In algorithmic trading the spotlight usually shines on the alpha model component of the full trading system. This is the part of the system that generates the trading signals, prior to filtration by a risk management or portfolio construction system. As such, algo traders often spend a significant portion of their research time refining the alpha model in order to generate the greatest backtested Sharpe ratio prior to putting their system into production.
However, an alpha model is only as good as the data being fed to it. This concept is nicely summed up by the the old computer science adage of "garbage in, garbage out." It is crucial that accurate, timely data is used to feed the alpha model otherwise results will be at best poor or at worst completely incorrect, leading to large losses if the system is put into production.
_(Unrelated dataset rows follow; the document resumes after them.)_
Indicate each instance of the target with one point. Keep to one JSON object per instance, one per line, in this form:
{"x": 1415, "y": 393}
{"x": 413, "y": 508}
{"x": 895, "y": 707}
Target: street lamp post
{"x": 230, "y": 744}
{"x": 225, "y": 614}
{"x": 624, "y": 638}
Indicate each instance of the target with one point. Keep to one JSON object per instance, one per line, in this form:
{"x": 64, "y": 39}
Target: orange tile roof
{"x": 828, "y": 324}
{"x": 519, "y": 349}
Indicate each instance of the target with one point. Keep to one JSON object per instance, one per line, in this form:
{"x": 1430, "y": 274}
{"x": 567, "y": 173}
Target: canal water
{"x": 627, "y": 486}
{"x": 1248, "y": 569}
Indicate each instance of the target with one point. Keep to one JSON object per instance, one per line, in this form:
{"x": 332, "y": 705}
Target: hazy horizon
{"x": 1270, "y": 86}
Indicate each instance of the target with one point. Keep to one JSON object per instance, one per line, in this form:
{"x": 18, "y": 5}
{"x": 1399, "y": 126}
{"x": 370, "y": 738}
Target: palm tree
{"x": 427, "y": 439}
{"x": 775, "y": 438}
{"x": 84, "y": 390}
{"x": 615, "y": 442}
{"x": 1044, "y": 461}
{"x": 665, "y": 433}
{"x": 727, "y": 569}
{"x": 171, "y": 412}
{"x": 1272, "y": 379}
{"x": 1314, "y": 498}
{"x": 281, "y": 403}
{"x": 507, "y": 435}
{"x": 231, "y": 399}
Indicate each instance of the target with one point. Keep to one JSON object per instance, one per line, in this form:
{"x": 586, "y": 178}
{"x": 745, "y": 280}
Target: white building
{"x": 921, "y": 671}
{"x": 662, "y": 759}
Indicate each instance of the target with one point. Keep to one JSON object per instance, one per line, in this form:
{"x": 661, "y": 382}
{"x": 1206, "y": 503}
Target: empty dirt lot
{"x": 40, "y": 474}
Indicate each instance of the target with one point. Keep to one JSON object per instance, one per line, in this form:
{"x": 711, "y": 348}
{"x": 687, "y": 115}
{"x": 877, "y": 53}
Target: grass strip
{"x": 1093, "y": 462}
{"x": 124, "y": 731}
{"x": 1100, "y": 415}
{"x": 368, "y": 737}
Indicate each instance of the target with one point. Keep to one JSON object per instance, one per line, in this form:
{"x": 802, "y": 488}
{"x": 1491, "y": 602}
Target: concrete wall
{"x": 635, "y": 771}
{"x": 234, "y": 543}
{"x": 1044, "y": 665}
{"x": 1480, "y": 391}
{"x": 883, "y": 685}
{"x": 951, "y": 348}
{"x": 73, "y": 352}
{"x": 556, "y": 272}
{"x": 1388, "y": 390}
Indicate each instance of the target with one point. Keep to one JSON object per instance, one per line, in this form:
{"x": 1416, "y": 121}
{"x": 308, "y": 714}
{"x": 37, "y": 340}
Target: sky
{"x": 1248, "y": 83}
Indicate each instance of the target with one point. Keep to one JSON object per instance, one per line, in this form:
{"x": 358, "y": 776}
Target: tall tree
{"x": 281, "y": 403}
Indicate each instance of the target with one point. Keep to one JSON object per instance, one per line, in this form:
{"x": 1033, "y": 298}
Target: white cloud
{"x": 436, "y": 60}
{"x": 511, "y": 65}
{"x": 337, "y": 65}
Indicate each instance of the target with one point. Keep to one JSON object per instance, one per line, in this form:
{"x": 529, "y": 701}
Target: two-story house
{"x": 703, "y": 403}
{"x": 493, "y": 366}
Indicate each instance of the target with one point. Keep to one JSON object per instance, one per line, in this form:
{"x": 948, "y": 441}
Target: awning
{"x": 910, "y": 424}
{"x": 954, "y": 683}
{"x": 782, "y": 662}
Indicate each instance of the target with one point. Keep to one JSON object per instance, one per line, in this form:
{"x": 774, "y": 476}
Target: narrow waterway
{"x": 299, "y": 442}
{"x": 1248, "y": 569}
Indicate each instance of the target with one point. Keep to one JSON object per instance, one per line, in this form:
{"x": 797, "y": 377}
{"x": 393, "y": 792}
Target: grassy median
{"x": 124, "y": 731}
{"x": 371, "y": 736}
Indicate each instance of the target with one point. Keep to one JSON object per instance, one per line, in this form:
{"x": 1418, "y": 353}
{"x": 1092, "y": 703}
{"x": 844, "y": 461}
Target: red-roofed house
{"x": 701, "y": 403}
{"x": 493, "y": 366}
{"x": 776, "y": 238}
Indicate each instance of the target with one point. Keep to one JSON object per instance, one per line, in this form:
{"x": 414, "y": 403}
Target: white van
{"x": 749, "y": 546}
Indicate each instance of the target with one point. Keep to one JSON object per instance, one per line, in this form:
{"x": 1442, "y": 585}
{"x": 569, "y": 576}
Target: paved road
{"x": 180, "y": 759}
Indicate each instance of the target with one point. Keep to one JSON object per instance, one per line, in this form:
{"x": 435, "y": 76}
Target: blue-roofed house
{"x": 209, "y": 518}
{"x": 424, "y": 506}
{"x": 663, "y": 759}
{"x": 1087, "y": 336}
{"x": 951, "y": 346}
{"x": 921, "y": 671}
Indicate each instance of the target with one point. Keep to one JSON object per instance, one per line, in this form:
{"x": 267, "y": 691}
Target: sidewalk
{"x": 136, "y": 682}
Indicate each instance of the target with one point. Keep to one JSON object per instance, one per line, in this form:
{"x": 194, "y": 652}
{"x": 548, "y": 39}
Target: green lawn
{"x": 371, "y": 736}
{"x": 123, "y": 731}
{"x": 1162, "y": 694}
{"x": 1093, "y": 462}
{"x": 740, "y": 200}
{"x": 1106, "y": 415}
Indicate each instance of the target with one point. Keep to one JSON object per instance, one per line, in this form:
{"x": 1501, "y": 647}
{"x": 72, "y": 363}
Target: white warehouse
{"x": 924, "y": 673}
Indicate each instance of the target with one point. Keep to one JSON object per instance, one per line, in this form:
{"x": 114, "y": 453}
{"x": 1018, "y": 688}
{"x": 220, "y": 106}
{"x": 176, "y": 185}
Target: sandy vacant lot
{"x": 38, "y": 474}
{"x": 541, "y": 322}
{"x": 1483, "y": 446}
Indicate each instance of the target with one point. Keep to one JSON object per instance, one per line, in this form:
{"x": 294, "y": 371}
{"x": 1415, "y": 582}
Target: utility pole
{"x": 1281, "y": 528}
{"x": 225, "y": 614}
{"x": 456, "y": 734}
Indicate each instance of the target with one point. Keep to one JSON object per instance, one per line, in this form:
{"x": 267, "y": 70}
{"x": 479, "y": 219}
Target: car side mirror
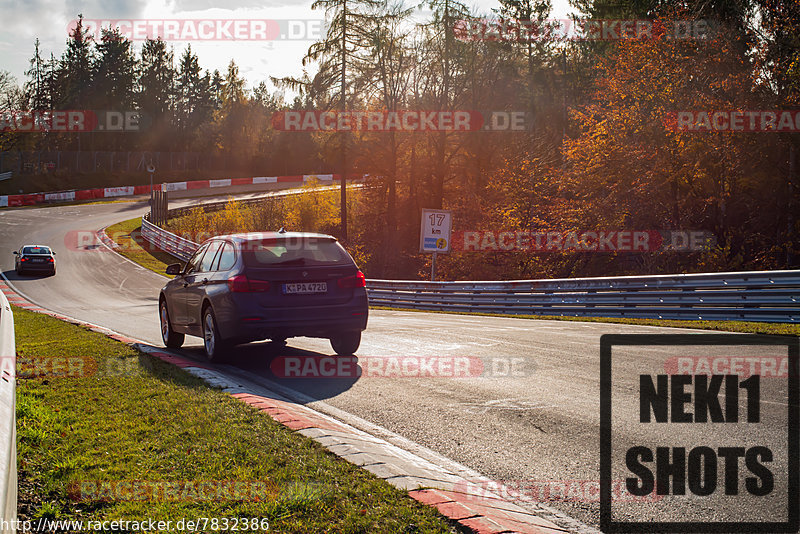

In this article I want to discuss issues surrounding the acquisition and provision of timely accurate data for an algorithmic strategy backtesting system and ultimately a trading execution engine. In particular we will study how to obtain financial data, how to store it, how to clean it and how to export it. In the financial industry this type of data service is known as a securities master database.
What is a Securities Master?
A securities master is an organisation-wide database that stores fundamental, pricing and transactional data for a variety of financial instruments across asset classes. It provides access to this information in a consistent manner to be used by other departments such as risk management, clearing/settlement and proprietary trading.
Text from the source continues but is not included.